Teenagers know that fitting in isn’t important, and they know they’re supposed to “be themselves”. The problem is that they’re teenagers and they’re not going to know who they are for another ten years- and even then it keeps on changing and changing until you’re dead!
I’m turning twenty next month, and while I may end my teenage years relatively unscathed, I have friends who aren’t so lucky. They’ve been given hard lives that you only see in books, TV and movies for the sake of drama. We need YA authors to take a break from writing these cheap, pandering books about ‘that cute, mysterious guy who just enrolled in class’ that they think “empower” teenagers, and actually write something that could help them. That could’ve helped my friends. That could’ve helped me.
You can change lives with your writing. You can do it. All of us can.
- It’s okay to want attention
- It’s okay to love yourself
- It’s okay not to be perfect
- It’s okay to put yourself first sometimes, because
- It’s important to take care of yourself as well as others
- You don’t have to be self-sacrificing and selfless and only think about others all the time
- YOu and YOU ALONE have the power to change your own destiny, your personality, and all of the things that bring you down in life. You don’t always have to be the victim
Because honestly, I think that many YA novels pursues a completely unhealthy self-image, with the protagonist ALWAYS being oh so selfless and good and never doing anything wrong and only thinking about others. I’m not saying that these things are bad, not at all, but I don’t think that I’ve read one single YA novel where it’s an important message to love and take care of yourself too.

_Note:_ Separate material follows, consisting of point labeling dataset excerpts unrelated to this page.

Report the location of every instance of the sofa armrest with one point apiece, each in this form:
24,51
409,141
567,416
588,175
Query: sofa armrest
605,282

And because I grew up with these books, it was put into my head that you can only be a good person if you ALWAYS put others above yourself, and you are bad and shallow and vain if you value yourself just as much as others. That is a very unhealthy train of thought, and that sticked with me and is something I’m still fighting against. That is the main thing pulled me down into my depression in the first place. And I’m just now learning that you have to love and respect yourself to love and respect others. And if I just had one book, one idol, that said that it was important to love yourself - I think that would have changed everything.